Hello.
I am experimenting with Assistants, streaming, and tool calls.
I was following this example OpenAI docs: function-calling. After digging around I have figured out, that I need some extra methods in the EventHandler class that I use to extend on AssistantEventHandler
. In particular I needed on_text_delta
as not every part of the conversation results in tool calls.
class EventHandler(AssistantEventHandler):
#@override
def on_event(self, event):
# Retrieve events that are denoted with 'requires_action'
# since these will have our tool_calls
if event.event == 'thread.run.requires_action':
run_id = event.data.id # Retrieve the run ID from the event data
self.handle_requires_action(event.data, run_id)
def on_text_delta(self, delta, snapshot):
console.print(delta.value, end = "", style = "black on white")
def on_error(error):
print(error)
def handle_requires_action(self, data, run_id):
tool_outputs = []
for tool in data.required_action.submit_tool_outputs.tool_calls:
console.print("Tool call detected", style = "green on black")
if tool.function.name == "db_category_tool":
tool_outputs.append({"tool_call_id": tool.id,
"output": "\n".join([row.to_json() for row in MYFUNCTIONNAME(json.loads(tool.function.arguments)["ARGUMENTNAME"])])})
# Submit all tool_outputs at the same time
self.submit_tool_outputs(tool_outputs, run_id)

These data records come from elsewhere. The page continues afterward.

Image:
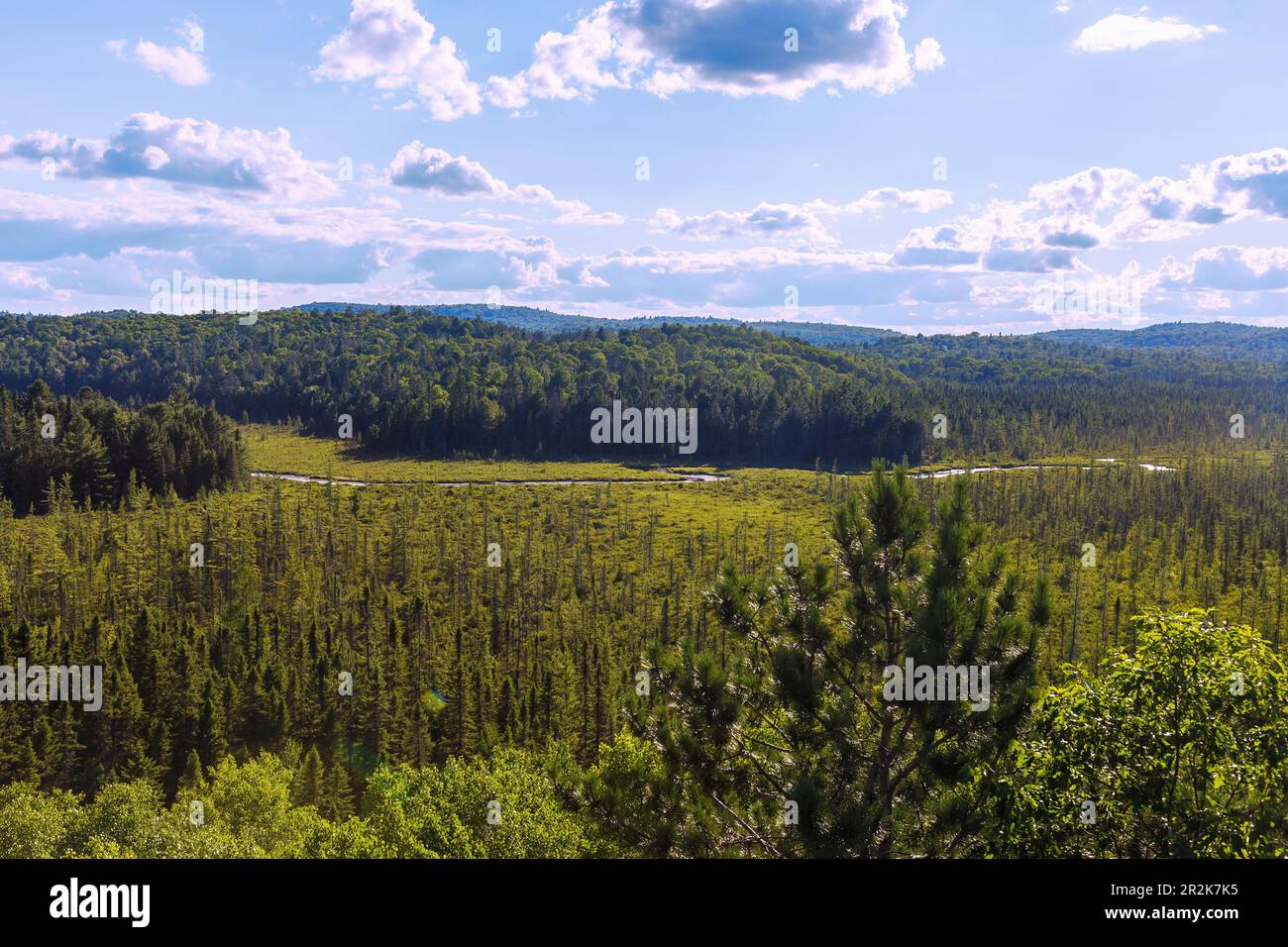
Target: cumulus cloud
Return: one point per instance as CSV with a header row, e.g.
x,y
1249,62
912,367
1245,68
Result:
x,y
391,44
805,223
183,64
1122,31
1103,206
732,47
441,174
1237,268
180,151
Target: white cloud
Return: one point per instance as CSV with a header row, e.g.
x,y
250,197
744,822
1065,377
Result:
x,y
185,153
441,174
1122,31
391,44
805,223
183,64
769,48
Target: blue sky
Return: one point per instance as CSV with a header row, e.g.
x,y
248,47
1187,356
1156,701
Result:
x,y
930,165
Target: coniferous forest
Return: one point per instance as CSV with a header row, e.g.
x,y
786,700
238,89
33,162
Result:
x,y
408,656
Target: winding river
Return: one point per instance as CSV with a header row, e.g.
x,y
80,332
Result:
x,y
675,476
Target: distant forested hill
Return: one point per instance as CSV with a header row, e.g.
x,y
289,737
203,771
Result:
x,y
1215,339
425,382
554,322
90,451
421,382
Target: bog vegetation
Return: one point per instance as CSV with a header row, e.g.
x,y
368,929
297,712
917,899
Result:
x,y
627,669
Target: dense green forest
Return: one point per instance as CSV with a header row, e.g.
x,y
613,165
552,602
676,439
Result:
x,y
425,384
86,450
509,718
638,669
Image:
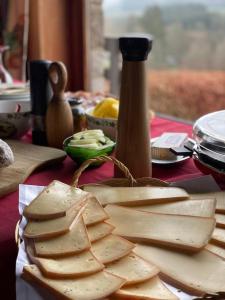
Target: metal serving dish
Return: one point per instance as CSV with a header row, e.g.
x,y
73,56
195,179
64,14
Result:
x,y
209,148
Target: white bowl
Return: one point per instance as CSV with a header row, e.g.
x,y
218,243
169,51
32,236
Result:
x,y
108,125
13,123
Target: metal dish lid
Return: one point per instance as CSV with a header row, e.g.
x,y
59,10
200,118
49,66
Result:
x,y
210,130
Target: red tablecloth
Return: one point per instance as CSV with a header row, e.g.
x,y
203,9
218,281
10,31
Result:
x,y
9,204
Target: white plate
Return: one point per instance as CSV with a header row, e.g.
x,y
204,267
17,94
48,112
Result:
x,y
179,158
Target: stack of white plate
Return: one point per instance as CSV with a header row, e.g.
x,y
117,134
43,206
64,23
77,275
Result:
x,y
14,92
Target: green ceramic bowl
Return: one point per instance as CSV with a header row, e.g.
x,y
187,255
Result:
x,y
80,154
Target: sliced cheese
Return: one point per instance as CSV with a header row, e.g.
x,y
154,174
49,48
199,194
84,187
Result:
x,y
218,236
216,250
51,228
220,220
99,231
54,201
96,286
111,248
131,196
74,241
74,266
133,268
219,196
94,212
152,289
199,273
187,232
201,208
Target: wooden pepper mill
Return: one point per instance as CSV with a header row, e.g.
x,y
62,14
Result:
x,y
59,117
133,143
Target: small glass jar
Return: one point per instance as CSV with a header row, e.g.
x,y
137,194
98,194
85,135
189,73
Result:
x,y
79,118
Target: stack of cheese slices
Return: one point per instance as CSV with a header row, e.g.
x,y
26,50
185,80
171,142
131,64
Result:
x,y
80,250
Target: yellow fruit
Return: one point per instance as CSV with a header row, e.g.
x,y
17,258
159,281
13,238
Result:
x,y
107,108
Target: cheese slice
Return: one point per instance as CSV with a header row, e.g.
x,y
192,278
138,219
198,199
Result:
x,y
74,266
131,196
219,196
152,289
75,241
201,208
216,250
111,248
220,220
54,201
199,273
94,212
51,228
133,268
95,286
218,236
186,232
99,231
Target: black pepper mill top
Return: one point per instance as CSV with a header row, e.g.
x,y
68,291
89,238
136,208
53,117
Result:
x,y
135,48
132,146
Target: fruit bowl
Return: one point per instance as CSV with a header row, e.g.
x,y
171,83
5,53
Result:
x,y
81,154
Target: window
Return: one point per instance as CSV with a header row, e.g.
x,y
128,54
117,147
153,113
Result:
x,y
186,68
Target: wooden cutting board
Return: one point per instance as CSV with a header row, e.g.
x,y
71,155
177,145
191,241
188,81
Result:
x,y
28,157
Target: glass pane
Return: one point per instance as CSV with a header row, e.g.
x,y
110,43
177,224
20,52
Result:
x,y
186,68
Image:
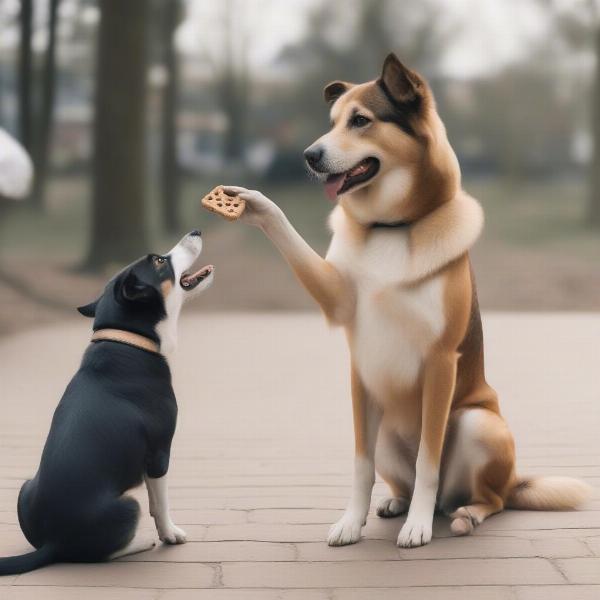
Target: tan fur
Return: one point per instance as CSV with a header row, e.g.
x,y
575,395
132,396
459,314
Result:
x,y
127,337
407,299
548,493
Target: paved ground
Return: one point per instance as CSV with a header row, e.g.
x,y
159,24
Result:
x,y
262,463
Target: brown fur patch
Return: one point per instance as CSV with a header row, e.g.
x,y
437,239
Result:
x,y
166,287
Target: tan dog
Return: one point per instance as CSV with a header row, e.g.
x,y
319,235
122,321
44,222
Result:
x,y
397,277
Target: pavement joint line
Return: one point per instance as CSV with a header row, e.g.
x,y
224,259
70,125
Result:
x,y
558,568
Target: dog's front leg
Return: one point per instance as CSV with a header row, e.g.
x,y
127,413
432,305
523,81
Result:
x,y
367,417
158,498
438,390
320,278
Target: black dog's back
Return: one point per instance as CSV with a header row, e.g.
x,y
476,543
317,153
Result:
x,y
113,424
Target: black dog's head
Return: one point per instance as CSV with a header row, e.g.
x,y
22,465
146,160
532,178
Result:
x,y
146,296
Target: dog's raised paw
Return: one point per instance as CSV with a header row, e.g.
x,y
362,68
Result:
x,y
414,534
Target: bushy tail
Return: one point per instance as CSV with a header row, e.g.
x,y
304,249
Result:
x,y
28,562
548,493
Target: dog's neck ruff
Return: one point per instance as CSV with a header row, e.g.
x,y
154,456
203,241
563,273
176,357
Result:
x,y
392,225
126,337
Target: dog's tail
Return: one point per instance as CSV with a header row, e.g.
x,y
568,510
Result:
x,y
14,565
548,493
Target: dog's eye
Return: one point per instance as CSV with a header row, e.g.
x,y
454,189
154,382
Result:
x,y
359,121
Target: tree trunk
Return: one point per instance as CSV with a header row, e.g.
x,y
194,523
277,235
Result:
x,y
118,203
46,109
231,90
594,206
25,73
170,168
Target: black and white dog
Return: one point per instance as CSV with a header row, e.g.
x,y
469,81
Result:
x,y
114,424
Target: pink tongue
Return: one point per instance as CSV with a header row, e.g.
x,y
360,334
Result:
x,y
333,186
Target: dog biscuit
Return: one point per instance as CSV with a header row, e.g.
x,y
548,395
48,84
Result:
x,y
230,207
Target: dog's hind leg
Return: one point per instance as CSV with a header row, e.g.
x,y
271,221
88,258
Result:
x,y
483,452
26,513
158,498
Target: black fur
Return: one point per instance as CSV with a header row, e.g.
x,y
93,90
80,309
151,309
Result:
x,y
113,425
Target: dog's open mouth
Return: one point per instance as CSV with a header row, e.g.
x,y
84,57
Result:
x,y
189,281
339,183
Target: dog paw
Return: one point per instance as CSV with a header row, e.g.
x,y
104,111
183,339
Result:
x,y
345,531
171,534
391,507
414,534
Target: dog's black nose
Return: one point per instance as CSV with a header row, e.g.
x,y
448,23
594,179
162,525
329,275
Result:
x,y
313,155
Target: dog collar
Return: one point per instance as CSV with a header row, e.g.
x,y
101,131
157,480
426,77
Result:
x,y
392,225
126,337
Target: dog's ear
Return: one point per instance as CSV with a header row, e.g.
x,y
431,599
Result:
x,y
400,83
89,310
334,90
135,289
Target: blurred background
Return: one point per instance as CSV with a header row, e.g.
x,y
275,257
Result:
x,y
132,111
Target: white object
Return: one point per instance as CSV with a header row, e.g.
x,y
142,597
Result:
x,y
16,168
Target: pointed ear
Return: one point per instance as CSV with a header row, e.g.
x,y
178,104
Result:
x,y
89,310
334,90
134,289
400,83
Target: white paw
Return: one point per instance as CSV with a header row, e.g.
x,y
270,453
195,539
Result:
x,y
413,534
171,534
391,507
345,531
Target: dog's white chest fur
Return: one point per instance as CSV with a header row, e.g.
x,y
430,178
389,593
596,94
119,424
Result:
x,y
394,325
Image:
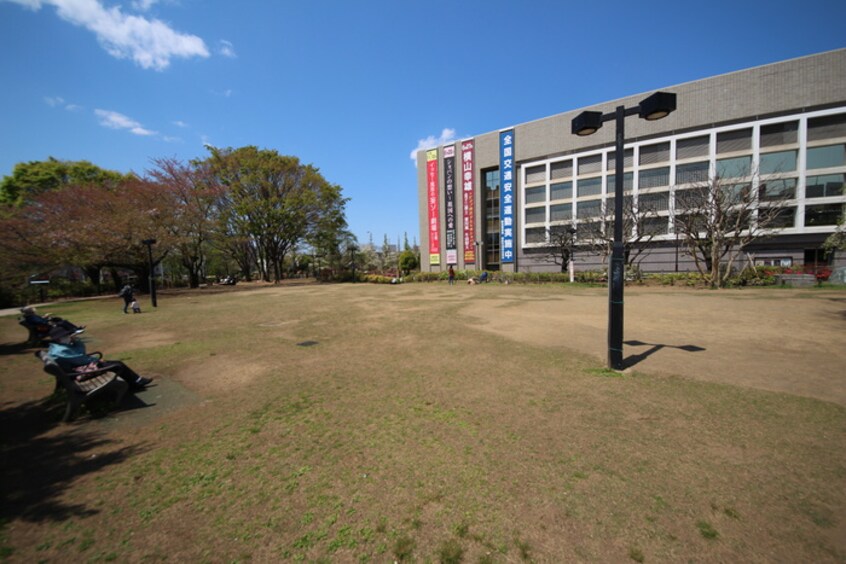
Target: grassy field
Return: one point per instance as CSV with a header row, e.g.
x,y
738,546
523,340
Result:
x,y
381,423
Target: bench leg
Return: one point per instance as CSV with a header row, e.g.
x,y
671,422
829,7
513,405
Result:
x,y
74,403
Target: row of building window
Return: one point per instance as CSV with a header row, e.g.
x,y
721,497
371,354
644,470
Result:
x,y
553,195
819,129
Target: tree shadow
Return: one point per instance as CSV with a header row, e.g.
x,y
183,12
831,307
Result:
x,y
17,348
41,457
632,360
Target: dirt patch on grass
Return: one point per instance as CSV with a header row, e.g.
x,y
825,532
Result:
x,y
785,342
427,421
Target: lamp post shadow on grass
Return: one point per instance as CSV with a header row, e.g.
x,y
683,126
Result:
x,y
655,347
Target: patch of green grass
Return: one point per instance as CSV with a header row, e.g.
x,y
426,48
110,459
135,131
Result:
x,y
523,548
404,547
707,530
450,552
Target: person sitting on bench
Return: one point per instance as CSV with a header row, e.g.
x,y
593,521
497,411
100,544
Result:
x,y
69,353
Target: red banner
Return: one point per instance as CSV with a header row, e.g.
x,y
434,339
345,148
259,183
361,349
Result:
x,y
433,205
468,201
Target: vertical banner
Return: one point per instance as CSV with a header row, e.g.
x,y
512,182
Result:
x,y
449,204
506,208
468,201
434,211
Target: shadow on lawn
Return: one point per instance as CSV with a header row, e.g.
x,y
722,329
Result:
x,y
16,348
630,361
38,460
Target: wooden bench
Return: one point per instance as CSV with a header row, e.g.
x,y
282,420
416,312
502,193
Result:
x,y
96,383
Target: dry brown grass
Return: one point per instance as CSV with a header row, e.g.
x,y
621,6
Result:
x,y
430,423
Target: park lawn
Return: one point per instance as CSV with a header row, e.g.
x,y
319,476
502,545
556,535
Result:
x,y
378,423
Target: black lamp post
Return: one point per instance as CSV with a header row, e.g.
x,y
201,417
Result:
x,y
571,267
656,106
150,243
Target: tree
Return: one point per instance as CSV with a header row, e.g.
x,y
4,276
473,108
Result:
x,y
640,225
196,193
408,261
91,226
30,179
272,202
561,239
837,240
718,219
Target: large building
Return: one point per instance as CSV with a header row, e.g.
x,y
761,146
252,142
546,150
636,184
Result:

def submit_tool_outputs(self, tool_outputs, run_id):
# Use the submit_tool_outputs_stream helper
with client.beta.threads.runs.submit_tool_outputs_stream(
thread_id=self.current_run.thread_id,
run_id=self.current_run.id,
tool_outputs=tool_outputs,
event_handler=EventHandler(),
) as stream:
for text in stream.text_deltas:
print(text, end="", flush=True)
print()
But such approach results in doubling the output, as it is being yielded twice. I am really missing a bit more of the documentation on the AssistantEventHandler. What are the best practices when using it? Is this the only way to submit results of tools calls when streaming? Which other methods are also worth overriding?
Is this the appropriate way of streaming?
with client.beta.threads.runs.stream(
thread_id=thread.id,
assistant_id=expert_assistant_id,
event_handler=EventHandler()
) as stream:
stream.until_done()
If yes - what is the proper way to handle the end of communication with an assistant?
I appreciate any help, as official docs sometimes miss out on important things.
Bonus question: is it possible to track tokens that were used while streaming? I would really like to be able to not exceed the TPM limits by simply waiting for a while if this will help me.